Ему нравилась здешняя жизнь, но не особенно - здешние люди. Хотя они и не вызывали неприязни. С Раэндилем все были безукоризненно вежливы. Это было как-то непривычно: на дорогах Средиземья бродяга-менестрель без гроша за душой особым почетом не пользовался. Впрочем, так же привычно сдержанны они были друг с другом. Его никто не выделял среди прочих, ни о чем его не расспрашивали.

Слишком уж обычные люди для этого странного места - Ангбанд, про которую ходили истории одна бредовей другой. Раэндиль сам внес немалый вклад в их распространение, ибо слушали их всегда, затаив дыхание. У Эльфов он пел и слушал сказания, баллады, песни о черной подземной темнице, откуда нет возврата, где замышляются и осуществляются козни неописуемо ужасные и отвратные. Люди были спокойнее, но страшные истории любили не меньше, правда, относились к ним с меньшим доверием - но большим восторгом. Люди больше любили слушать о подвигах смельчаков, обведших вокруг пальца самого Жестокого или даже Темного Властелина. А далеко на Севере, в племени Гномов, однажды услышал странную балладу о прекрасной твердыне, чьи обитатели равны по могуществу Стихиям Арды, чьи доспехи черны, как ночь, а глаза сияют, как звезды - и так далее. Балладу Раэндиль счел не меньшим бредом, чем рассказы о достающем до неба ужасном Черном Властелине - но все равно выучил, вдруг да пригодится. А самому ему было все равно.
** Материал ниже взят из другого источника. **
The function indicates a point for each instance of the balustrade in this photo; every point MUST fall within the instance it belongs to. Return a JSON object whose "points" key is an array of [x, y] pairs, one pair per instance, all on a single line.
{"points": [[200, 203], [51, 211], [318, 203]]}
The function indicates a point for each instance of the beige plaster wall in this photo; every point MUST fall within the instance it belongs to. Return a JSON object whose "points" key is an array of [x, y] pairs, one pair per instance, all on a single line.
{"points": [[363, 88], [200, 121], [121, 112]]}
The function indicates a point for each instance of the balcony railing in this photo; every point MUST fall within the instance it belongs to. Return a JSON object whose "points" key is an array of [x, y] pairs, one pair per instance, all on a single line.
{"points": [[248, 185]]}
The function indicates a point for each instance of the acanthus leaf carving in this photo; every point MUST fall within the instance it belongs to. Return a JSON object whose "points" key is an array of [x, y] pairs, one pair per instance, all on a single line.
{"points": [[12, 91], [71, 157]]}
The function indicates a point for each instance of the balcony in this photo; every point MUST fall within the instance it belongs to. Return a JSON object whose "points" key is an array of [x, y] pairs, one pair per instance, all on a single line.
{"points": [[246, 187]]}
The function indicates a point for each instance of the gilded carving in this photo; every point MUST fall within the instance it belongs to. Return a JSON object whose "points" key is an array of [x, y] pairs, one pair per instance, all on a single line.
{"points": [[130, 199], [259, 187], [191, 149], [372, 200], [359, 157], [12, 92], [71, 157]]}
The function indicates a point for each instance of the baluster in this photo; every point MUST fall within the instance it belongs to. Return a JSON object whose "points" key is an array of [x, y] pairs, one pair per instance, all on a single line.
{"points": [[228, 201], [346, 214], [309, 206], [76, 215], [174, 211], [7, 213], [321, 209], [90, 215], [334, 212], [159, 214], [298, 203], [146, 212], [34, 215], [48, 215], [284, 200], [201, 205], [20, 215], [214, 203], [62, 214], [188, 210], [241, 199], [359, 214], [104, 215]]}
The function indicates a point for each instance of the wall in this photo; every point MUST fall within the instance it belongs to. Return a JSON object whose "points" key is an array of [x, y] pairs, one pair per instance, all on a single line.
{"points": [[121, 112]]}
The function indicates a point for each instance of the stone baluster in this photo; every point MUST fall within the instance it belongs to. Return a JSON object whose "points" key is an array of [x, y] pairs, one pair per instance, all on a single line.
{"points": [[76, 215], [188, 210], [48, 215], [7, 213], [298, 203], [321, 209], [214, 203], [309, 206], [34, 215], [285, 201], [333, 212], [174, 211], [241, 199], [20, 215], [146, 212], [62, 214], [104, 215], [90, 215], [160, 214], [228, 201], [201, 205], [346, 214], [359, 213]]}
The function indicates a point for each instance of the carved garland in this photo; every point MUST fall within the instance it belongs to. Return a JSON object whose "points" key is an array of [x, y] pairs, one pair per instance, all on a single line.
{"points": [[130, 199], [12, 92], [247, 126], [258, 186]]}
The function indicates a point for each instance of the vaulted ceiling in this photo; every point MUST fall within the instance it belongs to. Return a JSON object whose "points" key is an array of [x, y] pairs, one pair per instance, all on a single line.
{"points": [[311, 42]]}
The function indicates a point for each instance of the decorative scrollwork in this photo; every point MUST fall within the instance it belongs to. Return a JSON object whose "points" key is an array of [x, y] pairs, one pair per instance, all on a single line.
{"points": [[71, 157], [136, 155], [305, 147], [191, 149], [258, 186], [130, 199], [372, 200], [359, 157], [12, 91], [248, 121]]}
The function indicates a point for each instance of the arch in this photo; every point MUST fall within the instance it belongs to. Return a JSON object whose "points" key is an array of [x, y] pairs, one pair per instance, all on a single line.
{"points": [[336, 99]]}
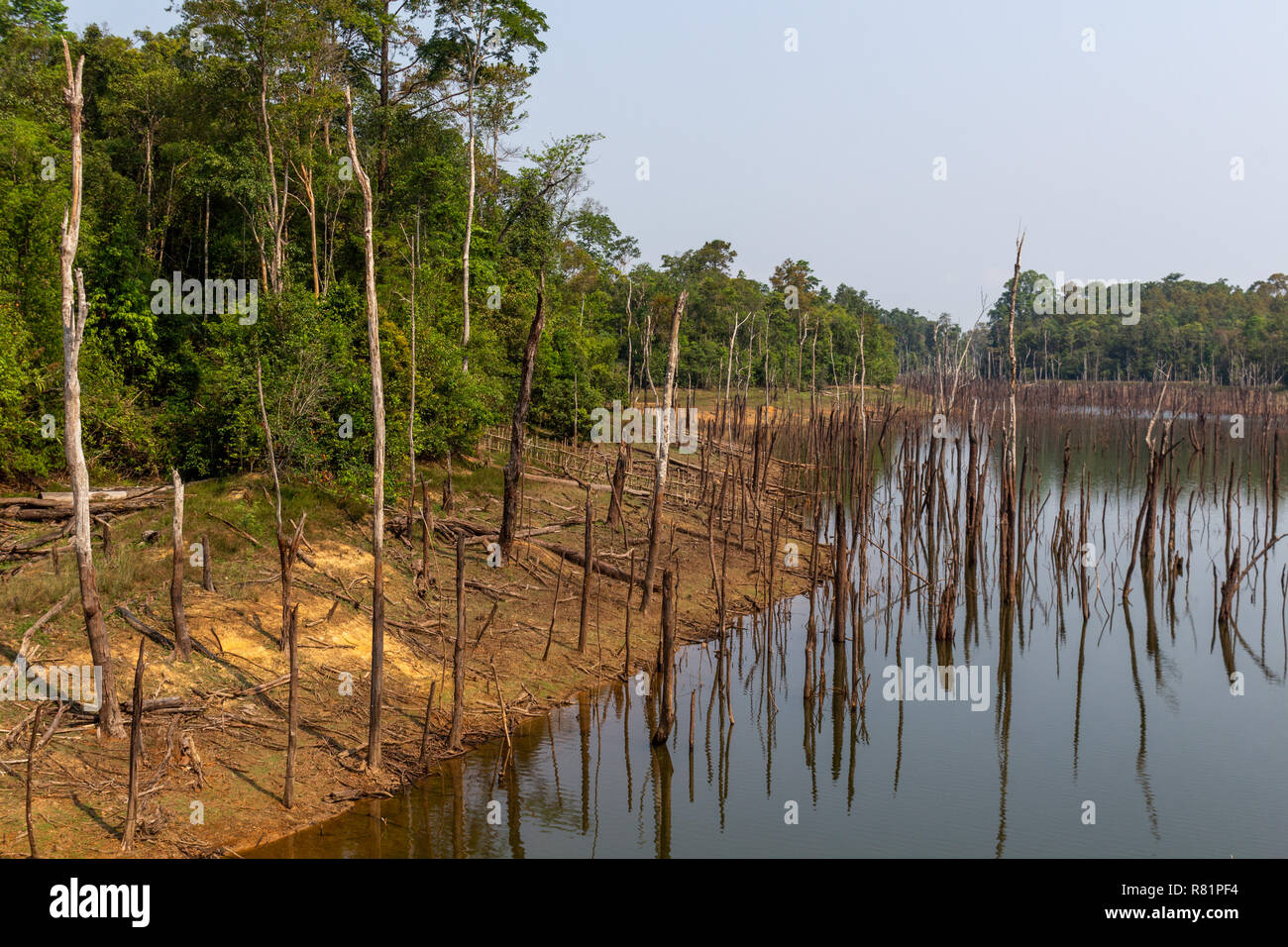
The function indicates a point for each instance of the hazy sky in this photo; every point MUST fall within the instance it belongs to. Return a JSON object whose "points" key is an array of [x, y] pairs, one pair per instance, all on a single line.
{"points": [[1116, 161]]}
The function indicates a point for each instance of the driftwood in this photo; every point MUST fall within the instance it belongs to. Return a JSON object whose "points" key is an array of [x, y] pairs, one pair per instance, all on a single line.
{"points": [[156, 637], [580, 560], [50, 506]]}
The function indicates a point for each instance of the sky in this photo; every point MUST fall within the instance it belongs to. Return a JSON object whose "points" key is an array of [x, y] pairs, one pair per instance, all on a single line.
{"points": [[902, 147]]}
Эльфы его не задевали, но и не привечали, только разве что у Эльвинг... Нет, лучше не вспоминать. Атани тоже не причиняли особого вреда, слушали с радостью, кормили с жадностью. Несколько раз на дороге ограбили, но почти не побили, отняли только скудные пожитки. Кого-то из Ангбанд ему встречать не доводилось ни разу - так далеко на северо-восток он не заходил. А верить рассказам он не привык - слишком хорошо знал сам, как ради загорающихся любопытством глаз слушателей прибавляются к повестям то хорошие концы, то страшные подробности. Так, что от первоначального повествования не остается и следов.

Но эти... Ему было несколько обидно, что они оказались такими обычными, заурядными - на первый взгляд. На второй Раэндиль сил не тратил. Люди как люди, ну, подумаешь, аккуратные и подтянутые, молчаливые, уравновешенные... Не обращаются в летучих мышей, не бросаются на всех с ножами. И благодатью особой не блещут, и глаза у них как глаза. Ну, красивые глаза, зеленые у всех, как у кошек, ну, так не как эти самые звезды. Подтянутые, физически развитые, не ходят - танцуют. На лошадях ездят, как родились в седле. Деловые все - с ума сойти можно: весь день в библиотеке пусто, везде пусто. Даже в столовой комнате - едят на бегу, как будто на пожар спешат. Кто оружие кует, кто за лошадьми следит, кто ткани ткет, все ведь с одинаковым усердием, как будто радость какая - работа. Та же Лаххи, ведь девчонка совсем, ей бы гулять - так ведь нет, стирает свои грязные гадкие бинты с видом полного довольства жизнью. И что странно - все как будто равны между собой: одинаково одеты, никакой надменности. Везде, где бы он ни был - кузнец и козопас никак не могли считаться равными по положению.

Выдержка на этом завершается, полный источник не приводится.